By now most of society has heard all about switching out regular pesticide and genetically modified (GMO) riddled foods to healthier, pure organic products. The benefits of going organic are known to help with weight loss and disease prevention. In fact, it is believed in most cases to help ward off many of the cancers that Americans are diagnosed with everyday and that’s just the tip of the iceberg. Organic is the way to get started and there swaps for consideration.
With the health benefits undeniable, it seems like an easy choice to make the switch, until one goes to the grocery store with the intentions of turning over a new leaf and become completely overwhelmed by the task of altering the grocery list and life style. Speaking personally, when this writer first started introducing organic products into the fridge and pantry, there was confusion and a need for research. There was not an understanding of knowing which products were actually organic and which ones were acceptable to leave conventional. Although, the goal was to eventually live an 100 percent organic lifestyle, realization of a gradual approach was noted and acknowledged.
Here is a compiled list of the first three organic switches, personally tested. These steps have become the basics to a beginning on developing a good foundation for a healthier lifestyle:
A lot of people don’t realized what actually goes into standard cooking oils, the most popular options being vegetable oil and canola oil. Well, the answer is a genetically modified organisms. Both corn and vegetable oil, commonly made out of soybeans, are on the top ten list for GMO contaminated foods. Most of the corn and soy consumede everyday has been genetically modified to either create their own insecticide right in the produce, or to resist herbicides. Both of these have caused infertility and high mortality rates in small rodents. So, what’s the swap?
Organic olive oil and coconut oil. Both have amazing health benefits and can stand up to high temperatures while cooking. Olive oil is known as a healthy fat, its main properties consisting of monounsaturated fatty acids and polyunsaturated fats which contribute to lowering the risks of heart disease and can regulate blood sugar levels helping to combat type 2 diabetes. Coconut oil also has similar benefits considering blood sugar levels as well as immunity to certain viruses and bacteria.
Fruits and Vegetables
Today many commercial farmers are known for spraying chemicals on the crops purchased at one’s favorite supermarket. Insecticides to kill any unwary insect who happens to stop by for a quick lunch, herbicides to control weeds and fungicides to prevent rot and mold are the top tree pesticides used today. Add GMO’s to the that melting pot and one may start feeling a little disturbed when walking down the produce isle. Though ideally, it is suggested to buy all organic here, that may not be an option for many people. Luckily, not all fruits and veggies are created equal.
Fruits with a thick skin like bananas, oranges and lemons are generally safer to eat conventionally unless using the zest, then opt for the organic version. Strawberries, apples, grapes, etc, where the skin is consumed, however are better to eat organically.
When it comes to vegetables, cucumbers, potatoes, peppers and spinach are all strong offenders of pesticide residue.
As far as GMO’s are concerned, just refer to the Price Look Up codes (PLU codes) located on the little stickers on the fruits and vegetables. If the 4 to 5 digit numbers starts with an 8, it is genetically altered, and if it starts with a 9 it is an organic product. If it starts with any other number it means that it is unspecified and most likely conventionally grown with pesticides.
Hormones. It was discovered that 22 percent, nearly one fourth of dairy cows in the U.S. have been injected with a genetically modified recombinant bovine growth hormone (rbGH). The purpose of this lab created hormone is to unnaturally force cows to increase their milk production by 15 percent, increasing the levels of IGF-1 (insulin growth factors-1) in the milk they produce.

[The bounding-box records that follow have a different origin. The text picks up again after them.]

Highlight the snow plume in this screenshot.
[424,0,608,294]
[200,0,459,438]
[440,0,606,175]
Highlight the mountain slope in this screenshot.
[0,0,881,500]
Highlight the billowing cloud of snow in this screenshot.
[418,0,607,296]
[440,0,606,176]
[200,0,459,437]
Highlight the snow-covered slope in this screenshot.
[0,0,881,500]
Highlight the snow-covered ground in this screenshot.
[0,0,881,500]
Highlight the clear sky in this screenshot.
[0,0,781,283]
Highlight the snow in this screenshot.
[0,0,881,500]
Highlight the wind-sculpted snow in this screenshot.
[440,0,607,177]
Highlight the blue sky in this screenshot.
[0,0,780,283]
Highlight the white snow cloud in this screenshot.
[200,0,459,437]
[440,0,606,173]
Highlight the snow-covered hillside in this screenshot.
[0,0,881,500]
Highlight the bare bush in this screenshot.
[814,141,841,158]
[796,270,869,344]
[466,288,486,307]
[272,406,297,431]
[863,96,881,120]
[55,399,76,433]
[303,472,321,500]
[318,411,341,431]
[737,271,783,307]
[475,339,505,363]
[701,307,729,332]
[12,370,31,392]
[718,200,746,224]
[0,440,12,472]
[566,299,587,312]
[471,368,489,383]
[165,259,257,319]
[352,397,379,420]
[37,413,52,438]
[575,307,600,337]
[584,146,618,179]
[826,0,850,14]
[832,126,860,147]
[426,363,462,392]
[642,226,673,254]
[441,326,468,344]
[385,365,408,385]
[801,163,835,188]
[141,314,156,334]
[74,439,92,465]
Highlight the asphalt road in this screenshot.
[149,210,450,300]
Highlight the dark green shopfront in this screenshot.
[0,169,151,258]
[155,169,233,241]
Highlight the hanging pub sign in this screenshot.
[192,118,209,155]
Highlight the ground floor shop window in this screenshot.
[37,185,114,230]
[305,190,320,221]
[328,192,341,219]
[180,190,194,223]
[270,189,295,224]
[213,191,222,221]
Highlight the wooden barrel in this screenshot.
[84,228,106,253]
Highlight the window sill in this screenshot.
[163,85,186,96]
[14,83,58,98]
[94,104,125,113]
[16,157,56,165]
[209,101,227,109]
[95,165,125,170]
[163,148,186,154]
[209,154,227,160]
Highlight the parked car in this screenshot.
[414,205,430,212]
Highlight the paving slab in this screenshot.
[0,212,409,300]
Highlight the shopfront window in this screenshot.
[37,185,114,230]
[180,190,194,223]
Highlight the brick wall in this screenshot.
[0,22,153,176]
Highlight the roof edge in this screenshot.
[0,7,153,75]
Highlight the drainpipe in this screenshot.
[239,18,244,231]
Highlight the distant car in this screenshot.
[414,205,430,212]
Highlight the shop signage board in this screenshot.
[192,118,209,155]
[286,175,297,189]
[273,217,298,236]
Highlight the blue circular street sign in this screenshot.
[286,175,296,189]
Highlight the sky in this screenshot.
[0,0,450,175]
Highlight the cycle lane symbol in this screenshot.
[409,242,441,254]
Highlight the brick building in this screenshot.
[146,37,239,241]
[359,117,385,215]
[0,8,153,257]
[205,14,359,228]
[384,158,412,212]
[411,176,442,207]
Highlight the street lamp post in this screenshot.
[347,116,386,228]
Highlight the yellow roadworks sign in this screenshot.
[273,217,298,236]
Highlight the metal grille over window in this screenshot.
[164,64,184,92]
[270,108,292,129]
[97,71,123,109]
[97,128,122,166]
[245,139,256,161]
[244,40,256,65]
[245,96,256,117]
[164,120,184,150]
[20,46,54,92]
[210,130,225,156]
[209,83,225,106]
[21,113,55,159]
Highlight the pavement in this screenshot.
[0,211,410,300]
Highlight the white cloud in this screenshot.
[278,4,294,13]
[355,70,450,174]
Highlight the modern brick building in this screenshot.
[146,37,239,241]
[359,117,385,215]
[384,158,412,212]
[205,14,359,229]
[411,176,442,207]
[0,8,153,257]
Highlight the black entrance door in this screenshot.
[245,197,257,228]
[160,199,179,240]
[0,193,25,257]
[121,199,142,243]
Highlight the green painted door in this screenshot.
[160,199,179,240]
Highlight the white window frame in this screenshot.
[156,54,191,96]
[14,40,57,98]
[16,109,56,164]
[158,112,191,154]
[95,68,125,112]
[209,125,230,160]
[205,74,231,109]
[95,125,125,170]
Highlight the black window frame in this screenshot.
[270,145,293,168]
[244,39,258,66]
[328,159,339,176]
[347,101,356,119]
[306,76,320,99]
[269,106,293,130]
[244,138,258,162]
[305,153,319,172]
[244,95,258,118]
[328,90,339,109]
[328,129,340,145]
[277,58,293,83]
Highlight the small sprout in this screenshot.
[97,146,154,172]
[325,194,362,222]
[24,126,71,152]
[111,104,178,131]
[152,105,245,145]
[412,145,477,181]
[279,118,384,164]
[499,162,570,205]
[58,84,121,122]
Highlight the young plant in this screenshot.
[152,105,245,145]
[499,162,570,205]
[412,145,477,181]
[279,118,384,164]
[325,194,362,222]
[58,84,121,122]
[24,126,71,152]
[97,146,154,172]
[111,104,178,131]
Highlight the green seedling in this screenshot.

Humans also have IGF-1 in their systems; increasing this hormone has scientists concerned with a growing rate of breast and colon cancers in society.
Yogurt, ice cream, cheese, milk, butter and other dairy products can all be contaminated by rbGH. Luckily organic options are becoming more and more prominent in the grocery isles. Simply swap milk out for unsweetened organic almond milk, but still continue to consume dairy products like cheese organically. It’s all a matter of individual preference.
Once these simple swaps to an everyday diet are made, it will be easier to continue down along the organic path. In the future, consider swapping out grains, proteins and canned goods. Eventually eating all natural will become second nature and will ensure a diet free from chemical contamination.